Se conversar com Naomi Watts por alguns minutos num quarto de hotel em Londres consistisse em não falar, apenas aguentando esse olhar cor de turquesa que enfeitiçou meio mundo com seus filmes, seria difícil vencê-la. Esse olhar é justamente uma das armas que sua personagem Jean Holloway utiliza na série Gypsy (Netflix) para seduzir a ex-namorada de um de seus pacientes. Watts interpreta uma terapeuta que dribla as normas e se infiltra na vida dos amigos e familiares dos clientes para, entre outras coisas, viver ela mesma uma vida diferente da que leva com o marido e a filha num tedioso município nos arredores de Nova York.

Pergunta: Sua personagem se intromete demais na vida dos pacientes, até ultrapassar linhas proibidas. Você já mergulhou demais em algum personagem?

Resposta. Bem, esse é o meu trabalho: cavar e aprofundar, trazer à superfície a versão mais autêntica dessa personagem. Meu tempo de preparação pode ser uma das melhores partes do que faço. Juntar tudo e criar alguém. Mas também sou boa deixando tudo isso para trás quando termino. Preciso fazer isso agora que sou mãe e tenho necessidades mais importantes. No instante em que entro em casa depois de um dia de trabalho, fecho a porta e aterrisso no meu mundo.

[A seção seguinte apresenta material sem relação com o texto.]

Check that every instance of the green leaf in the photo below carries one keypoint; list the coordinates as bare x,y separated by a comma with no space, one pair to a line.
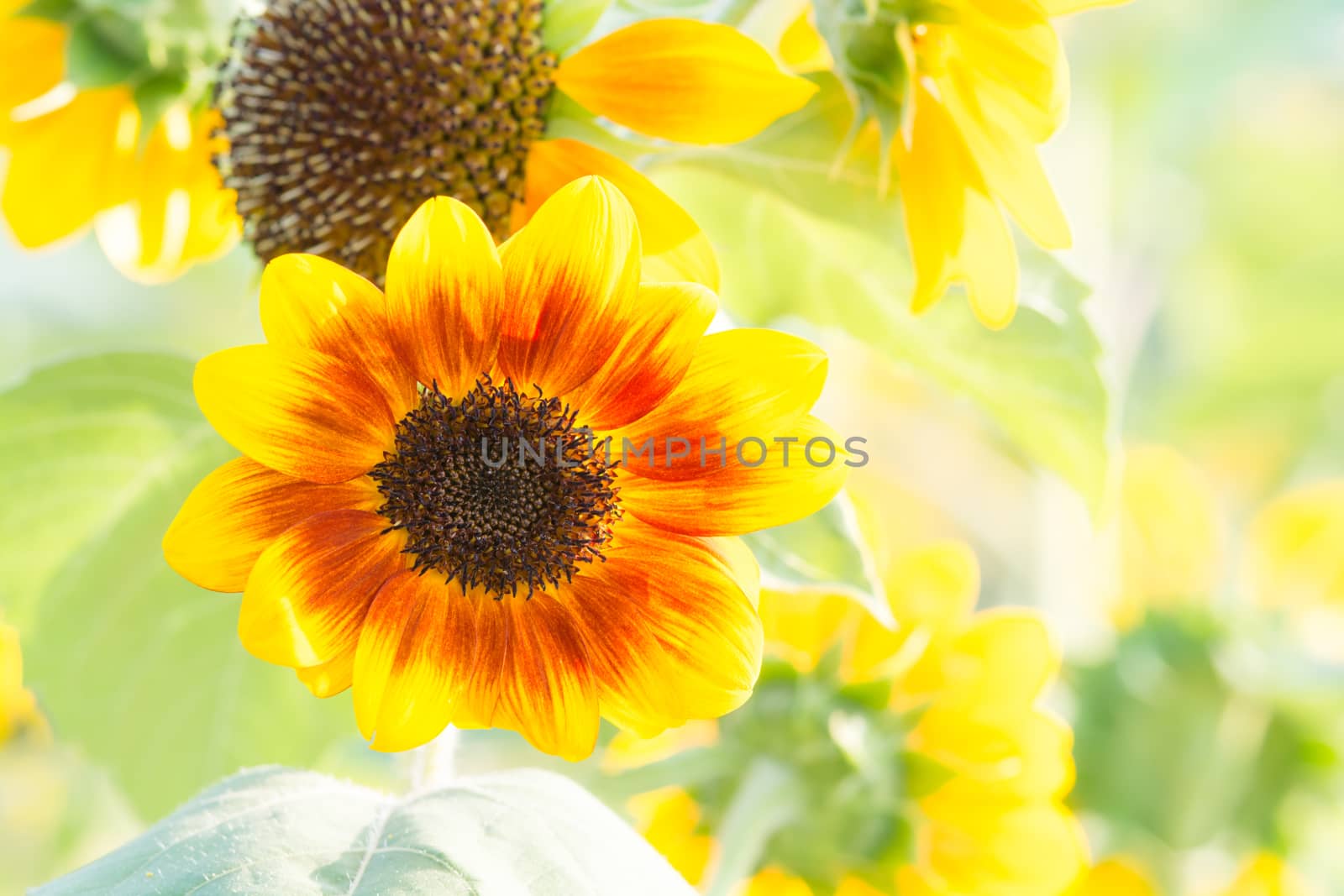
129,660
102,50
1038,379
823,553
566,23
273,831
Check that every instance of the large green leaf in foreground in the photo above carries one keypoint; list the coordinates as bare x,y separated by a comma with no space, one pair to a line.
139,667
272,831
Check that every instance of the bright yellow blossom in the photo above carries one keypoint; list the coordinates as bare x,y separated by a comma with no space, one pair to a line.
387,530
981,85
951,785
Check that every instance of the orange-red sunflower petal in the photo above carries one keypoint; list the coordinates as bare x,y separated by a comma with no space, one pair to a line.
299,411
683,80
445,295
237,511
309,591
573,280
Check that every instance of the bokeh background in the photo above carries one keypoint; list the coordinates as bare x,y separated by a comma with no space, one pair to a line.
1195,589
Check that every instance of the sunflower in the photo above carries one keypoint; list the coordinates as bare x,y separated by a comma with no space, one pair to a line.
385,537
18,707
77,156
963,93
1263,875
342,117
914,761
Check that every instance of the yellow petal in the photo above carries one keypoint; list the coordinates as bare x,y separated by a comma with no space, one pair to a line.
956,231
1297,548
1115,878
309,591
548,692
329,679
1168,532
573,278
235,512
66,165
551,164
302,412
783,488
652,358
34,54
743,383
445,295
669,631
683,80
311,302
176,212
416,654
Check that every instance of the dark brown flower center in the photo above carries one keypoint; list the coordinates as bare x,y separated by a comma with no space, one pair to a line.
343,116
499,490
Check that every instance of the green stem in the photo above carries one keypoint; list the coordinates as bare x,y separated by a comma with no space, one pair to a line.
768,799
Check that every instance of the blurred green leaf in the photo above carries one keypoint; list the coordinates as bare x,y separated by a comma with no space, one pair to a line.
129,660
823,553
272,831
569,22
104,50
1038,379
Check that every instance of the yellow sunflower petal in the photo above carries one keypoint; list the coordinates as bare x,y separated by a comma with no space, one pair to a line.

P. Nos últimos anos, as séries ficaram repletas de protagonistas masculinos obscuros e complexos. Sua personagem é assim também?

R. Espero que sim. Sinto que faltam histórias sobre mulheres, na televisão e no cinema. Mas existe uma certa abertura. Somos testemunhas de uma mudança, certamente na TV. O que me atraiu nessa personagem é o fato de que ela faz uma ponte entre dois mundos. Não é só aquela mãe e esposa perfeita – que é como vemos as mulheres retratadas muitas vezes, de uma forma feminina e adorável. E tampouco é apenas uma louca e desagradável, que é como as mulheres também são retratadas muitas vezes. Gosto da ideia de que ela habite os dois mundos. Existem pessoas por aí que são ao mesmo tempo boas e más. Há uma zona cinzenta.

P. Parece que Hollywood começa a entender seu próprio sexismo e a trabalhar nisso.

R. Sim, o que é alentador. Há boas razões para contar histórias de mulheres. Somos 50% da população. Mas estamos num bom momento. Há uma mudança no mercado, não só em nossa indústria, mas também em outras.

Sophie Cookson e Naomi Watts em 'Gypsy'
Sophie Cookson e Naomi Watts em 'Gypsy'

P. Um exemplo é Lisa Rubin, roteirista e produtora da série. E é seu primeiro trabalho em Hollywood...

R. Lisa é fantástica. Na primeira vez que a vi, tinham me falado que ficaria surpresa ao ver como é jovem. Entrei no restaurante procurando-a, sem saber como era, e me pareceu que era cinco ou 10 anos mais nova do que é. Ela tem uma confiança incrível. E estava tão segura sobre o rumo que queria dar à história, e sobre quem era essa mulher, que eu me senti completamente atraída, inclusive sem ter lido todos os episódios. O primeiro já tinha o que eu precisava para entender tudo.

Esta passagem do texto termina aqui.